In the above embodiment, the obtaining of the original execution plan may include, but is not limited to: acquiring a data processing request, and acquiring an original execution plan according to the data processing request; or after the equivalent execution plan is obtained (i.e., step 103), the equivalent execution plan may be determined to be the original execution plan.

In one example, the above execution sequence is only given for convenience of description, and in practical application, the execution sequence between steps may be changed, which is not limited. Moreover, in other embodiments, the steps of the corresponding methods need not be performed in the order shown and described herein, and the methods may include more or less steps than described herein. Furthermore, individual steps described in this specification, in other embodiments, may be described as being split into multiple steps; various steps described in this specification, in other embodiments, may be combined into a single step.

Based on the same application concept as the above method, another data processing method is also provided in the embodiment of the present application, where the method may be applied to any device of the query system, and the method may include:

Acquiring an original execution plan, which may include a plurality of nodes; selecting a target node from the nodes of the original execution plan, wherein the target node cannot be processed by a data source; performing segmentation processing on the target node in the original execution plan to obtain a first child node which can be processed by a data source and a second child node which can not be processed by the data source; and replacing the target node in the original execution plan by the first child node and the second child node to obtain an equivalent execution plan, wherein the equivalent execution plan is identical to the execution result of the original execution plan. Then, a target execution plan is determined based on the original execution plan and the equivalent execution plan, and the target execution plan is sent to a data source to cause the data source to execute the target execution plan.

In one example, replacing a target node in an original execution plan with a first child node and a second child node to obtain an equivalent execution plan includes: and arranging the first child node and the second child node of the equivalent execution plan by adopting a tree structure, wherein the first child node can be positioned at the lower layer of the second child node.

Acquiring an original execution plan, which may include a plurality of nodes; selecting a target node from the nodes of the original execution plan, wherein the target node cannot be processed by a data source; determining a father node corresponding to the target node from the nodes of the original execution plan, and pulling up the target node as an upper node of the father node to obtain an equivalent execution plan; wherein the execution result of the equivalent execution plan is the same as the execution result of the original execution plan. Then, a target execution plan is determined based on the original execution plan and the equivalent execution plan, and the target execution plan is sent to a data source to cause the data source to execute the target execution plan.

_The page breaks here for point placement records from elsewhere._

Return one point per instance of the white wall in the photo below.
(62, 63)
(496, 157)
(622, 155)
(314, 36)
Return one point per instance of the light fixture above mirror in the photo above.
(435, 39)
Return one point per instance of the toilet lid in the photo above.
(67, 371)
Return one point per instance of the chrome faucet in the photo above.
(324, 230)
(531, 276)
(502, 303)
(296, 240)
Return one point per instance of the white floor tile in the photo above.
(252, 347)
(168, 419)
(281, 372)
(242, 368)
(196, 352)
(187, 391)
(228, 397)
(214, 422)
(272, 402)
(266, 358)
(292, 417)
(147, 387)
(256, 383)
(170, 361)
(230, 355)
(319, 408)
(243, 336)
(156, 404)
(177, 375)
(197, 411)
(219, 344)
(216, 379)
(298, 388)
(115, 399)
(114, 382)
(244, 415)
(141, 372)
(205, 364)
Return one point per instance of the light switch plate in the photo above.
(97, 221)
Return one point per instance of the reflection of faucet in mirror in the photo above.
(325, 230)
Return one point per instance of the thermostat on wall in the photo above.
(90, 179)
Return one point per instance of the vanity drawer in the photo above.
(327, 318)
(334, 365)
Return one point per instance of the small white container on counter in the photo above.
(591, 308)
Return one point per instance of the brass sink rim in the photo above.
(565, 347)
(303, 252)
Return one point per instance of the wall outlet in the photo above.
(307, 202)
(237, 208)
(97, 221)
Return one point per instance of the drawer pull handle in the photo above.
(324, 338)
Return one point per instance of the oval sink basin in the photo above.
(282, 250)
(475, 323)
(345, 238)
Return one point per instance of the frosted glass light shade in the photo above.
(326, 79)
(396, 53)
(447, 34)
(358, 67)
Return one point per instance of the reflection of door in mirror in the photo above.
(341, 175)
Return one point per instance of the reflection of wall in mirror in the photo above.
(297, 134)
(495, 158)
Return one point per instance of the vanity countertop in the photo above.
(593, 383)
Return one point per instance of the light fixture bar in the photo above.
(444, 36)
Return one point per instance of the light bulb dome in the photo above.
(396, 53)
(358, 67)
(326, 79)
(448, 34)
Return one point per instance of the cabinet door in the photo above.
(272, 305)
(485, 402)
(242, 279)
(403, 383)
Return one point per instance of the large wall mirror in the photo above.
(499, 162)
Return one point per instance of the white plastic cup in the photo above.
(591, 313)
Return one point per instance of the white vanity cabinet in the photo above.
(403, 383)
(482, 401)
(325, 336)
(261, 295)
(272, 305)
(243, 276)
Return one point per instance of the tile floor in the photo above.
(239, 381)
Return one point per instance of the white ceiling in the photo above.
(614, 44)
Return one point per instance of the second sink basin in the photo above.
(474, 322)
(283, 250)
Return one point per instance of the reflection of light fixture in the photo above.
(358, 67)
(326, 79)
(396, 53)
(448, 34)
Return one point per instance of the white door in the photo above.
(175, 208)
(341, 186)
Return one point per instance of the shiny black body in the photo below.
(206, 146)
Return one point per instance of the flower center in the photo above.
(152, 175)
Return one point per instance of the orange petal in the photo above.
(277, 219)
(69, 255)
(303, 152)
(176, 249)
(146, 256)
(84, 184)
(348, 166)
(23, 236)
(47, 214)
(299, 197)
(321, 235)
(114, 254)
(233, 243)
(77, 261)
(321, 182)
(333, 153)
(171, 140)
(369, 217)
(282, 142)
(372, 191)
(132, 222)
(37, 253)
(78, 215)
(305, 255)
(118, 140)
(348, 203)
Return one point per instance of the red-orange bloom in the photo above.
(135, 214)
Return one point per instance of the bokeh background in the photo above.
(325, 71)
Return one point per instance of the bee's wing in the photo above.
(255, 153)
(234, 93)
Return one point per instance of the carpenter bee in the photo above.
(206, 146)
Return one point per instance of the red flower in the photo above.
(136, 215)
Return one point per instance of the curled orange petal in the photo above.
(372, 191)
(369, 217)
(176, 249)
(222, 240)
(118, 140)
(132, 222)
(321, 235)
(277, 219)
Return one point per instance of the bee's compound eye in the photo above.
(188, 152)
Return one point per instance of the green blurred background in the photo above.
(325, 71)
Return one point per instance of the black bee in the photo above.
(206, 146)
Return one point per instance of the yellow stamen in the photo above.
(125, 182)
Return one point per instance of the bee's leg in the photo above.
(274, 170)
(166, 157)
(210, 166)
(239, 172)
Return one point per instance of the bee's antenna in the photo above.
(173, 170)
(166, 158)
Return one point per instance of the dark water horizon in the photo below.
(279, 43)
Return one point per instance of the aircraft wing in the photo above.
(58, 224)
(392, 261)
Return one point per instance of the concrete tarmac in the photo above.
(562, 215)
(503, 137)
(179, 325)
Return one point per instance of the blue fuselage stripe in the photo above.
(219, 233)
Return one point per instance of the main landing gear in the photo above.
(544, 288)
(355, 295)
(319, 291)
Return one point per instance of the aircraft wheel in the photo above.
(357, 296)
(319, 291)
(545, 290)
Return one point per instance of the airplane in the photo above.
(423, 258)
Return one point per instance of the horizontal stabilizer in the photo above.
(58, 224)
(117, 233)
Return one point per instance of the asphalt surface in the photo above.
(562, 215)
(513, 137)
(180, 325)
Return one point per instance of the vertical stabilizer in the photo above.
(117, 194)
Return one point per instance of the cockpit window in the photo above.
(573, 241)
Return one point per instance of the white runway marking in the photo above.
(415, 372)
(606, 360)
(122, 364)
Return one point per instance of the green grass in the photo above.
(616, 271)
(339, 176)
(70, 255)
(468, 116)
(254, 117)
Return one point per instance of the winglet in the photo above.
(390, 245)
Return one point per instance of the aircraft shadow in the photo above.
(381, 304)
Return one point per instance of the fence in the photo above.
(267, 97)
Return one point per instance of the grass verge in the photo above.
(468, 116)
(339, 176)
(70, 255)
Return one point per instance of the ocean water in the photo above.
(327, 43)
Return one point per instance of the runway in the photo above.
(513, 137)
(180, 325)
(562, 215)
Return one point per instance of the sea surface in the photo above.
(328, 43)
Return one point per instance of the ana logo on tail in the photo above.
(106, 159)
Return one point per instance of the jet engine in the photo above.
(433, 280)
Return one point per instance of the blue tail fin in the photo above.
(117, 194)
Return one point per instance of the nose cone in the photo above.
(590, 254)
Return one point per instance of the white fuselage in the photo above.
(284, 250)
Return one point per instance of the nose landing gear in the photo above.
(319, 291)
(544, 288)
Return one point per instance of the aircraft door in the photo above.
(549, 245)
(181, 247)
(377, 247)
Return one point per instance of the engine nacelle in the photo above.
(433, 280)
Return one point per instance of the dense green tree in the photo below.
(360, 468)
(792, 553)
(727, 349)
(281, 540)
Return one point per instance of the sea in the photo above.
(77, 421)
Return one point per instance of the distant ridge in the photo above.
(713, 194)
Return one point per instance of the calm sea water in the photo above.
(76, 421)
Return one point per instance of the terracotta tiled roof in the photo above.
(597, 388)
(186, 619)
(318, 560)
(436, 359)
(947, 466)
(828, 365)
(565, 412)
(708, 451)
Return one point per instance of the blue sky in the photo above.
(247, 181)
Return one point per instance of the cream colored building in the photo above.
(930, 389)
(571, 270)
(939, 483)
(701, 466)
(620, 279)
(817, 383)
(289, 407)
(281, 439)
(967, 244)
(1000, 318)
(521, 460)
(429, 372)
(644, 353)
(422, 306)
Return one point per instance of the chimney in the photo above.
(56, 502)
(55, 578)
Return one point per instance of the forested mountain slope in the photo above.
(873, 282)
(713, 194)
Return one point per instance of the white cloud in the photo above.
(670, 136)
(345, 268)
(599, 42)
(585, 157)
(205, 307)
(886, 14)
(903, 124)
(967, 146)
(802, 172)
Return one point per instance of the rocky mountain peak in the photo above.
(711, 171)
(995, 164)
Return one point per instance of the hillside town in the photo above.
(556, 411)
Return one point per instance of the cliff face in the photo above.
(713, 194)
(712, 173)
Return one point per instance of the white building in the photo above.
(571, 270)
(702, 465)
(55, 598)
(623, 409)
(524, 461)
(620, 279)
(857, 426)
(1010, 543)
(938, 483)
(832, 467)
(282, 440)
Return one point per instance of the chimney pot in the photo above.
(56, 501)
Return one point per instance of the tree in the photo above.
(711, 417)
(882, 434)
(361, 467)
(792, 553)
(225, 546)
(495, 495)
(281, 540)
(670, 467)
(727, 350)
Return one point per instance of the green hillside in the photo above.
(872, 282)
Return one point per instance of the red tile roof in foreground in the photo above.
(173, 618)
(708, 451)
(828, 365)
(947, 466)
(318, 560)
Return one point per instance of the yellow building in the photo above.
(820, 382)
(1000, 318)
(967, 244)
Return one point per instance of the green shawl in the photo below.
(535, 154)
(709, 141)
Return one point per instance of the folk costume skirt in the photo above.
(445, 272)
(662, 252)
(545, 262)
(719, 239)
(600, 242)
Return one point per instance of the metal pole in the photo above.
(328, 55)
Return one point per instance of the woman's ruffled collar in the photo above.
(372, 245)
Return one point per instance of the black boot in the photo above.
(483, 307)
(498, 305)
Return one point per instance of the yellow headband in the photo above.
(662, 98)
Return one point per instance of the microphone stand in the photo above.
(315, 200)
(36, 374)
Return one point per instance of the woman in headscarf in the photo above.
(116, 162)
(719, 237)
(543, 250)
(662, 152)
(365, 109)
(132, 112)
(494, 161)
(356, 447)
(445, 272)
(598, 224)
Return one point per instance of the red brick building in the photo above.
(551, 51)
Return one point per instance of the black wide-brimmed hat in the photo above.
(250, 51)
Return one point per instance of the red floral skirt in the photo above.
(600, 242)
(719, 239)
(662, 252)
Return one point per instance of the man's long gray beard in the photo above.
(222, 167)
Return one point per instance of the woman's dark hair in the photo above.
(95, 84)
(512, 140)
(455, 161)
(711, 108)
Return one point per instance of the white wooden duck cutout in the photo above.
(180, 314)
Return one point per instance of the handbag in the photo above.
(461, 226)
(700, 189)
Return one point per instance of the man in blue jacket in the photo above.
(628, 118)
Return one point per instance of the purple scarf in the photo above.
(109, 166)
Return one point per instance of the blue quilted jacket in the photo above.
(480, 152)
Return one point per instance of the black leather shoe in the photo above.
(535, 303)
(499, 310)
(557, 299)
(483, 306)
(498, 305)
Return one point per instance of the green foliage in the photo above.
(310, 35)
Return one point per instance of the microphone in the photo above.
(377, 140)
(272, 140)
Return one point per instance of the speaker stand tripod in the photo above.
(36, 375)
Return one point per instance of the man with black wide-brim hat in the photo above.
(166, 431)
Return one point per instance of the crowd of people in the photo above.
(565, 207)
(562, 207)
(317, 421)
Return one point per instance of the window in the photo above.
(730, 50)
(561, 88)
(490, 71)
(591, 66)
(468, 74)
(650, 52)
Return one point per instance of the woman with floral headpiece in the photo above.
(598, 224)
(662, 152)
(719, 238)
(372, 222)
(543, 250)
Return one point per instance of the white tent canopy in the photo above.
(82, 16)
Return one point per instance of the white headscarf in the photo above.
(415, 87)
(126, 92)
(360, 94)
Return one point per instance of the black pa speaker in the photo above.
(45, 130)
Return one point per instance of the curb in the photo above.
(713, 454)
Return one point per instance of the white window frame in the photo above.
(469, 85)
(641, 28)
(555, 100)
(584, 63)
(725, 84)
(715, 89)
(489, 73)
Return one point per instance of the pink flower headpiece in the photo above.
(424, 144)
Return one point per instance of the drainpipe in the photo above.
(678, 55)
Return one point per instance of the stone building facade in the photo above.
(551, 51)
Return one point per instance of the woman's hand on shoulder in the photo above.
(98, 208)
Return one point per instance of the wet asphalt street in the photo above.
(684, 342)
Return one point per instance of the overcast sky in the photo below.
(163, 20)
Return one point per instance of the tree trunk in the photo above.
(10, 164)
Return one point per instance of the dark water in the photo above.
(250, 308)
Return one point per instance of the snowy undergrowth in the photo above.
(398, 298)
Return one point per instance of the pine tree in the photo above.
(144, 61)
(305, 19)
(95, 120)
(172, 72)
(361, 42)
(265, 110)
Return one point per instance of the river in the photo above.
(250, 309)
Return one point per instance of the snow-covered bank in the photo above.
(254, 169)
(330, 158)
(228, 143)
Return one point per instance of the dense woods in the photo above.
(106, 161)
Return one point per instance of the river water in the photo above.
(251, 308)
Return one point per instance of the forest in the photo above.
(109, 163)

In one example, determining a parent node corresponding to the target node from the nodes of the original execution plan may include, but is not limited to: if the plurality of nodes of the original execution plan are arranged by adopting the tree structure, an upper node connected with the target node is determined to be a father node corresponding to the target node.

Acquiring an original execution plan, wherein the original execution plan comprises a plurality of nodes; selecting a target node from the nodes of the original execution plan, wherein the target node cannot be processed by a data source; performing equivalent transformation on a target node in the original execution plan to obtain an equivalent execution plan; and performing data processing according to the equivalent execution plan.

Alternatively, in one example, data processing according to the equivalent execution plan may include, but is not limited to, the following: determining a target execution plan according to the original execution plan and the equivalent execution plan, and sending the target execution plan to a data source so that the data source executes the target execution plan.

The implementation manner of each step may be referred to the above embodiment, and will not be described herein.

The above data processing method is further described below with reference to specific application scenarios.

Referring to fig. 2, a schematic view of an Application scenario in an embodiment of the present application is shown, where a client may be an APP (Application) included in a terminal device (such as a PC (Personal Computer, personal computer), a notebook computer, or a mobile terminal), or may be a browser included in the terminal device, which is not limited.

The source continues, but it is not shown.